From high-tech gels and foams to tried-and-tested home remedies, how do you make sure your oven stays spick and span? And how often is necessary to keep your oven in top condition?
We’re gearing up to testing oven cleaners again. So we’re wondering how often you clean your ovens and if you have any top tips on what you use and find works well?
We’re also keen to hear about any home remedy tricks you use – such as soda crystals or bicarbonate of soda.
Oven cleaning confession time
The first ovens I ever came into real contact with (as in, I actually attempted, occasionally, to cook things in them) were when I was a student. I have to say it didn’t cross my mind that they should – or could – be cleaned.
Renting rooms in flats later on, it did start to dawn on me that the inside of the oven wasn’t improving over time.
Then it came to the first oven I owned. Our relationship blossomed after I discovered that what I’d dimly thought was the oven function was actually the grill. To be fair, the markings had long since rubbed off the dial.

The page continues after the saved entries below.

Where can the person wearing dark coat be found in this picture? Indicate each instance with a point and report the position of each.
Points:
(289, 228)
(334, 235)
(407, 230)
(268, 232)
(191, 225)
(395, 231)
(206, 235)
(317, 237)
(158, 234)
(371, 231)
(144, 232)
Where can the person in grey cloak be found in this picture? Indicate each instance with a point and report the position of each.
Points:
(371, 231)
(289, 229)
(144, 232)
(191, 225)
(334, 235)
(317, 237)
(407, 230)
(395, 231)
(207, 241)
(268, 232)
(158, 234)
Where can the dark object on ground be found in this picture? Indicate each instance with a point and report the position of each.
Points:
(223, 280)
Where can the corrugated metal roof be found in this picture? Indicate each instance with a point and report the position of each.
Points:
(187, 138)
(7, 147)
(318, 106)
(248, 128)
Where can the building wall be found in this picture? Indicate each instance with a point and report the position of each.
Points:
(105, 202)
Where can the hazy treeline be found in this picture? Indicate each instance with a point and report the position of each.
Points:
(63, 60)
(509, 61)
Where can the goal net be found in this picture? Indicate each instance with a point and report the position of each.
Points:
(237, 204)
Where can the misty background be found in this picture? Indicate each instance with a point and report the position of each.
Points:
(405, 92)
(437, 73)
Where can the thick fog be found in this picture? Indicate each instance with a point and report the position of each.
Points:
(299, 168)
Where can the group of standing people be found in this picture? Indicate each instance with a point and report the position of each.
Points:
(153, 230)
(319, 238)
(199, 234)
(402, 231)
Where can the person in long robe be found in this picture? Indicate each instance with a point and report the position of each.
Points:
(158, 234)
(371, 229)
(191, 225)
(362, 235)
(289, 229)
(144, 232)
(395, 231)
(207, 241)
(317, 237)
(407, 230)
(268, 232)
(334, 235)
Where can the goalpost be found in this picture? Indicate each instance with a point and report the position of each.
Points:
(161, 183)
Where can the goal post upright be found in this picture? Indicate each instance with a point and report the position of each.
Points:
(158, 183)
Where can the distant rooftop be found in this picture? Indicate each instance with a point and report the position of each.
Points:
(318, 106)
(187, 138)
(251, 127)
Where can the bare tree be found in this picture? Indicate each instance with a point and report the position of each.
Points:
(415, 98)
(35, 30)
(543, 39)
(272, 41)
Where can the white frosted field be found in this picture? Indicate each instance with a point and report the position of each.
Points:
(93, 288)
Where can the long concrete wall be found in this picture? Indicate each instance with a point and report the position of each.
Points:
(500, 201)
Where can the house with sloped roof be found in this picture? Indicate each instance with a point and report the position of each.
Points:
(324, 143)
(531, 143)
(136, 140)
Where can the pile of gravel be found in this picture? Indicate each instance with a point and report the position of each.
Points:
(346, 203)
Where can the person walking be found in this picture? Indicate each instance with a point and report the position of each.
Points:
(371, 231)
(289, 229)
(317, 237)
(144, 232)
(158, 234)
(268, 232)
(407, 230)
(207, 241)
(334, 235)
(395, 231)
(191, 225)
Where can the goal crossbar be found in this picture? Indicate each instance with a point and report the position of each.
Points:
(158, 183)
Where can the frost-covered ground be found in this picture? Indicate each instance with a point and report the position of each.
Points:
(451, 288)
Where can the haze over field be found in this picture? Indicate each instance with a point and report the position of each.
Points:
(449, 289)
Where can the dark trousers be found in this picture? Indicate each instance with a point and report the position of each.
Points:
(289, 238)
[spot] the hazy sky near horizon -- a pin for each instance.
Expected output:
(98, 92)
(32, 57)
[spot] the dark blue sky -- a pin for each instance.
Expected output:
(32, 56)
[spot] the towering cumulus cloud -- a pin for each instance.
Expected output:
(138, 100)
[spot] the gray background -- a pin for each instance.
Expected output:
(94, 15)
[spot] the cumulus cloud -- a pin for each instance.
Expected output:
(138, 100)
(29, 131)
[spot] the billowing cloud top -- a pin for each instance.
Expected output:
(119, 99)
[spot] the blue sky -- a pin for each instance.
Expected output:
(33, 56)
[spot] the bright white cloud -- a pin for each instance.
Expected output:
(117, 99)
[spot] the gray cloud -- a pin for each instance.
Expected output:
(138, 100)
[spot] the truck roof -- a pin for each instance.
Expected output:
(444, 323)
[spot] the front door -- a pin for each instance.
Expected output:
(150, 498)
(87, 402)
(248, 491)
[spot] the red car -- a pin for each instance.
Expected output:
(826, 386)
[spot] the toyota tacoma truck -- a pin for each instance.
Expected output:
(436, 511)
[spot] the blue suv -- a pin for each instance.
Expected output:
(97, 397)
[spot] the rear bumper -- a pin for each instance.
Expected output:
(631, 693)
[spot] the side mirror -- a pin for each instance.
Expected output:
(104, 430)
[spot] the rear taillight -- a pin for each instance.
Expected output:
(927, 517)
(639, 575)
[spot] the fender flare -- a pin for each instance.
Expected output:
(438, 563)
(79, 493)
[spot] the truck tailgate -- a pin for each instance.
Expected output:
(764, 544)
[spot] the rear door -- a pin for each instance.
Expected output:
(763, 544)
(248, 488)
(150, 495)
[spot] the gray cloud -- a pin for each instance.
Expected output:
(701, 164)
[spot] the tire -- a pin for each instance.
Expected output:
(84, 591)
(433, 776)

Then it came to cleaning it. I honestly forget what product I used, but hours of chasing brown foam around the interior of its crusted cave of an interior didn’t seem to result in much improvement.
Grime and bear it
Nowadays, I’ve realised that prevention is far better than cure – so I try to stop food getting onto the oven in the first place. The oven’s not new enough to have a pyrolytic lining that can burn encrusted food off, so a bit of scrubbing and cajoling is still in order if I do spill something.
I hate the thought of chucking out things before they’re finished, so I’m still working through my ‘legacy’ oven cleaner, before promptly switching to a Which? Best Buy. Although now I think about the next clean, perhaps I should ditch the old one right now.
There must be better ways of doing this, and I feel sure you’ll know them. So please tell us what you use and how often you use it – you may influence what we end up testing.